Today, the profession of glass bangle making and selling is mostly dominated by Muslims. Ferozabad, a town in Uttar Pradesh dominated by Muslims is renowned for its glass bangle manufacturing.

Bangles Worn by Tribes

Besides glass, ivory, silver conch, loha and lac there are variety of other bangles worn by various tribes and communities. The Ahirs of Rajasthan and Rabaris of Gujarat cover their entire hand with broad plain bangles made of bone. The unmarried wear them only from the wrist to the elbow whereas the married wear them from the elbow upwards as far up as the underarm. Since these tribes are nomadic and they cannot keep their assets under safekeeping, they wear their savings in the form of jewelery.

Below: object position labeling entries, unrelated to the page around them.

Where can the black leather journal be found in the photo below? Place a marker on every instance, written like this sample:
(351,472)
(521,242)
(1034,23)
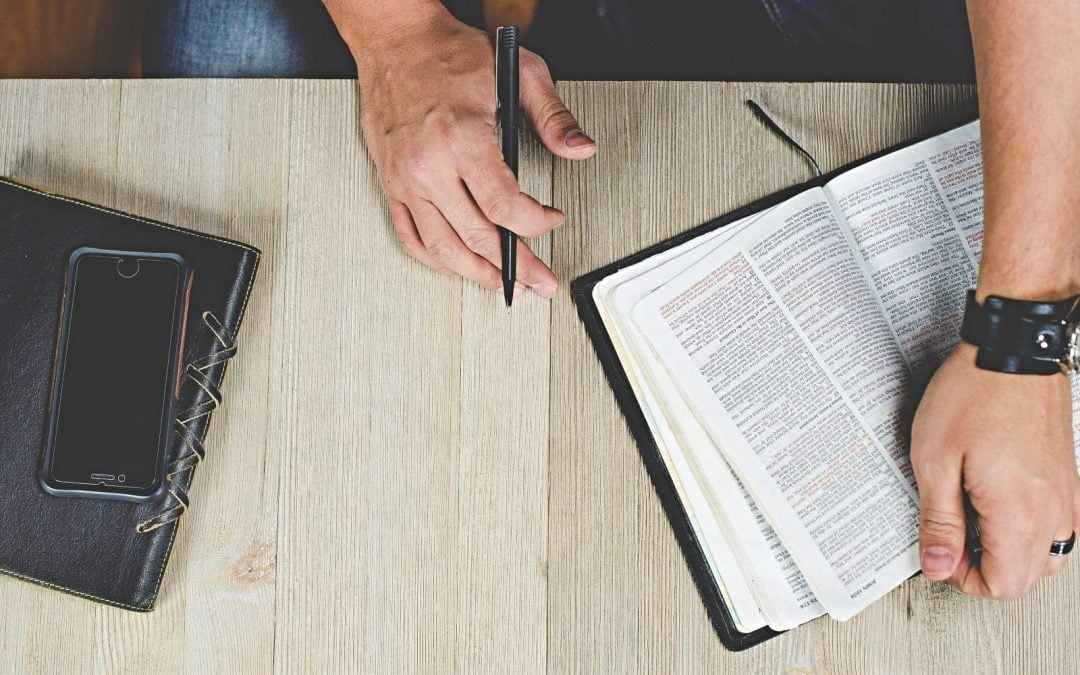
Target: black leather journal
(113,552)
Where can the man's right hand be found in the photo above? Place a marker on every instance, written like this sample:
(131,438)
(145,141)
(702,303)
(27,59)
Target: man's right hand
(428,103)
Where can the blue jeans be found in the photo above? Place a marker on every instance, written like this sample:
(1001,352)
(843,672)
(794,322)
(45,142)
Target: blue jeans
(867,40)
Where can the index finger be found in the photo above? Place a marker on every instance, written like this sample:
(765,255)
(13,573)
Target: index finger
(499,197)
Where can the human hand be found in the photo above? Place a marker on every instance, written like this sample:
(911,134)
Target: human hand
(1006,441)
(428,110)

The Lambadis of Andhra Pradesh wear the graded bone bangles only up to their elbows. The Bastar tribe of Madhya Pradesh wears bangles made of coconut shell. Intricate patterns designed on white metal are screwed firmly onto the coconut shell. The Gonds and Bhils wear bangles made out of brass or beads. The Kashmiris have the most exquisitely painted papier-mâché bangles. Each area crafts bangles using the materials available locally like wood in Kashmir, the rhino horn in Assam and lac in Rajasthan.

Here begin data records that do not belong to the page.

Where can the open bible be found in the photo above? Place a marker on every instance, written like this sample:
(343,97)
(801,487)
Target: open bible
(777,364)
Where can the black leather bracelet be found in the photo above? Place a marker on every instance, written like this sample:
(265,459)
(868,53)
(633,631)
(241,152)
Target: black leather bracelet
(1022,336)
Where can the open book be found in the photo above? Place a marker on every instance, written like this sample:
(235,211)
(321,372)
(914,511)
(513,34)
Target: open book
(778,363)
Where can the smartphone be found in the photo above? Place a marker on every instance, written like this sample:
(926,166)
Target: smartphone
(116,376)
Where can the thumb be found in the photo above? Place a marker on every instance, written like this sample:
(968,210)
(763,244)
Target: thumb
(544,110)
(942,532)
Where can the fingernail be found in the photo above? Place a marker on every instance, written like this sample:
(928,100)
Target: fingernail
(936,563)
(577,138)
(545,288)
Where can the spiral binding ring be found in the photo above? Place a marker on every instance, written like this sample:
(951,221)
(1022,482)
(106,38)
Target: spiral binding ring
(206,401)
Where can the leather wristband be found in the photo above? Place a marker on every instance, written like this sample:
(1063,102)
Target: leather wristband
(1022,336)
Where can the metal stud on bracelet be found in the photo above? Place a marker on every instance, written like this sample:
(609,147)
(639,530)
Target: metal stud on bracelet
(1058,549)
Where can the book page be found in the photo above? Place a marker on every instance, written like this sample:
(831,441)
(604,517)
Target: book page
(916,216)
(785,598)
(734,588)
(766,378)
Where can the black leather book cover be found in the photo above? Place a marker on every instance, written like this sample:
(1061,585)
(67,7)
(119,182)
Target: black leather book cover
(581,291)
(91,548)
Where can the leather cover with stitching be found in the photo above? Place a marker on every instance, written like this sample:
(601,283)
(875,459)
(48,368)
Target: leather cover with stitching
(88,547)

Ornaments on the arms and wrists were worn in India from the days of the Indus Valley Civilization (2300-1000 B.C.) as is evident from the bronze figurine found in Mohenjodaro. Bangles cover the entire arm of this figurine. The Yakshini idol of the Sunga dynasty (321-72 BC) too wears bangles with intricate designs on it. In Sanchi, the female figures display bangles, as do the cave paintings in the Ajanta and Ellora.

The armlet is rarely worn today. In the early era, both men and women wore armlets designed to look like a coiled snake. All serpentine armlets were called angada. The armlets had forms like creepers, crocodiles, and faces of animals like lions, elephants and peacocks at both ends.

In Banabhatt's Kadambari there is a mention of Goddess Saraswati wearing kangan (bangle) made of conch. Many odes have been written in praise of the bangle with many folk songs woven round it. Kangan, Valaya, Kada, Gajulu, Chooda, Choodi, Bangri are just the different names for bangles.